Tillie Walden, who teaches at the Center for Cartoon Studies in White River Junction, Vt., and is the author of six books, and New Yorker cartoonist Emma Hunsinger recently worked with students enrolled in Advanced Readings in the Graphic Narrative, taught by Associate Professor of East Asian Studies Shiamin Kwa. The course is part of the 360° Constraints: Storytelling in the Digital Age.
“In the case of making comics we are limited by the constraints of the box-like forms of comics panels, groups of panels, and pages,” explains Kwa. “The thinking behind this class is that comics are a sophisticated and well-developed version of text-image hybrids, and learning to read them carefully and well is an essential skill because we are communicating in text-image form all the time now. Signage, advertisements, menus, and media of all kinds are no longer exclusively text-based, but use photographs, diagrams, illustrations, and animations to communicate their messages.”
Primary texts in the course include Lynda Barry’s The Freddie Stories and Emil Ferris’s My Favorite Thing is Monsters, alongside theoretical readings from literary and cultural theory, which students draw from to analyze how stories are told in image and text form.

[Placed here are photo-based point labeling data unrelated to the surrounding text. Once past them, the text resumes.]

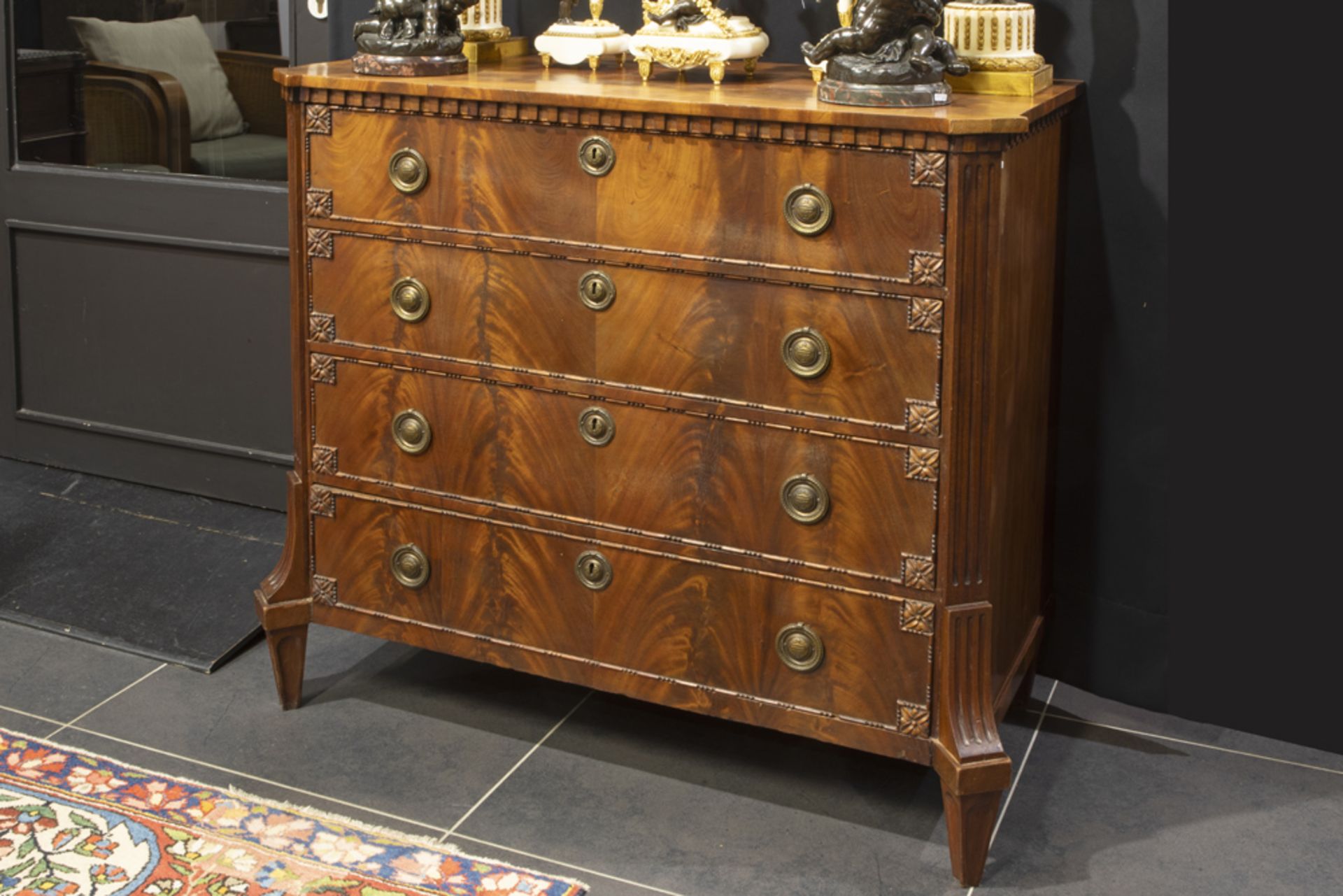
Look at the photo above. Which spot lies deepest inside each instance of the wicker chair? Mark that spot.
(140, 118)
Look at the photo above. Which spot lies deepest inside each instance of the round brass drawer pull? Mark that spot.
(597, 156)
(800, 646)
(411, 432)
(594, 570)
(410, 566)
(806, 354)
(805, 499)
(410, 300)
(809, 210)
(597, 426)
(407, 171)
(597, 290)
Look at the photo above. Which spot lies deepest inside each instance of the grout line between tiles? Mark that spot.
(516, 766)
(162, 519)
(1188, 744)
(563, 864)
(369, 809)
(1021, 771)
(104, 703)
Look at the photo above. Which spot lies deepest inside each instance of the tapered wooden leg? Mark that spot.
(287, 650)
(970, 824)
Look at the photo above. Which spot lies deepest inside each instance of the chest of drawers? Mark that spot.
(716, 398)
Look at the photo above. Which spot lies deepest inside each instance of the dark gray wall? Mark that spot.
(1111, 629)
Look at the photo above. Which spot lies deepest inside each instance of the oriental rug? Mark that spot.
(76, 824)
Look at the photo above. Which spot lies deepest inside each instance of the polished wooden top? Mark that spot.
(779, 92)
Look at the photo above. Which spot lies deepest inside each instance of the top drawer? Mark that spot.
(665, 195)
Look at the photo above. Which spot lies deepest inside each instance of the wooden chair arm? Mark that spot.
(136, 116)
(255, 90)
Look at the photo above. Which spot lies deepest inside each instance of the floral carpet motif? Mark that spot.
(73, 824)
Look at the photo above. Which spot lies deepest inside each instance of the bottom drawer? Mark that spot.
(652, 614)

In keeping with the philosophy that making is a way of thinking, Kwa asked the members of her class to participate in creating comics of their own to experience the constraints encountered by the people who make the books that they are studying every week.
"I have always enjoyed reading novels and comics,” says Annarose King ’23, an English major and student in the class. “This 360's focus on narrative, and incorporating what we learned into our own work, was really appealing for me. I have new insights about how an author creates emotional and visual depth in a graphic novel.”
Walden and Hunsinger led students through lectures on style, form, and character building, followed by exercises. Among the exercises was a challenge to draw random things (a car, Adam Driver, a ferret) in five minutes, then in two minutes, in 30 seconds, and finally five seconds. Other tasks included telling an adventure story using only stick figures; and drawing a two-page autobiographical story in the style of a randomly selected comics artist.
In addition to Kwa’s class, students in the 360° are also enrolled in Diasporic Voices: Voyages and Identity Narratives taught by Agnès Peysson-Zeiss, senior lecturer in French and Francophone Studies.